Keep in mind: It’s not uncommon for aspiring business owners to attend multiple Discovery Days with different franchises while they decide which opportunity is best for them. Shop around as much as you need to feel confident when you make the final decision.

Now, you’ll make your choice.

Do any final research you need to make a decision and then pull the proverbial trigger. It might not be an easy decision – take the time to do some self-assessment and make sure you’re happy with your choice. When you get this far, you’ll deserve congratulations and a high-five but don’t pop the champagne just yet. At this point, you’ll need to create a written business plan to secure funding, which can be challenging and time-consuming in its own way depending on which financial route you choose. Once your funding is in order, you’ll be able to sign your franchise agreement.

After you sign, things will start falling into place.

Signing the agreement is the start of the real prep work that goes into business ownership. If the franchise supports brick-and-mortar locations, you’ll meet with real estate and construction teams to identify the best spot for your franchise and kick off the buildout process. This is also around the time you attend training.

The length of the training process depends on the franchisor, but you can usually expect at least two weeks of classroom-style learning mixed with hands-on training so that you’re fully equipped to operate your franchise by the time grand opening rolls around. And, since you’re the owner, you’ll be in charge of hiring your team of employees. Usually, the franchisor will assist in getting your team trained before opening day and in some cases, the franchisor will even train them at no additional cost.

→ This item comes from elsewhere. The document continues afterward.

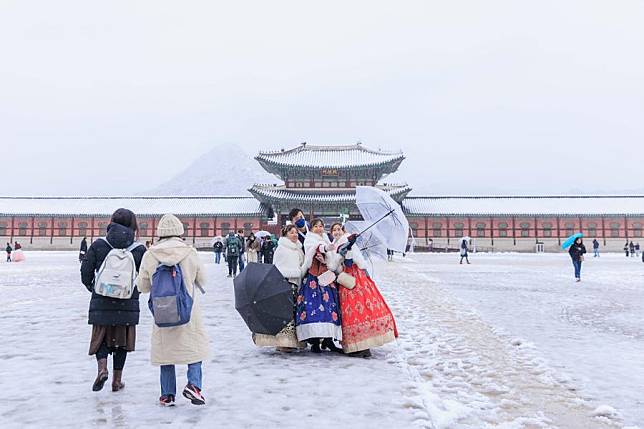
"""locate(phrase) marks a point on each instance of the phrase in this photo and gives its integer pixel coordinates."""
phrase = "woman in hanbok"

Find your biggest pair of scissors.

As your grand opening gets closer, you and the franchisor will work together on an appropriate marketing strategy for your area and your budget. It’s a good idea to work with your community’s Chamber of Commerce to help plan your grand opening as a community event and to get you connected with other local entrepreneurs. Your first day as a business owner doesn’t necessarily decide how successful your franchise will be, but it’s wise to do whatever you can to start on the right foot, so be sure to make the most of marketing and PR to get the word out.

Not many feelings can beat the one you feel when you cut the ribbon on your own business. Of course, this is when the real test begins so be ready to put your nose to the grindstone – but don’t forget to enjoy this moment. Be proud of the work you did to get to this point. You’ll have earned it.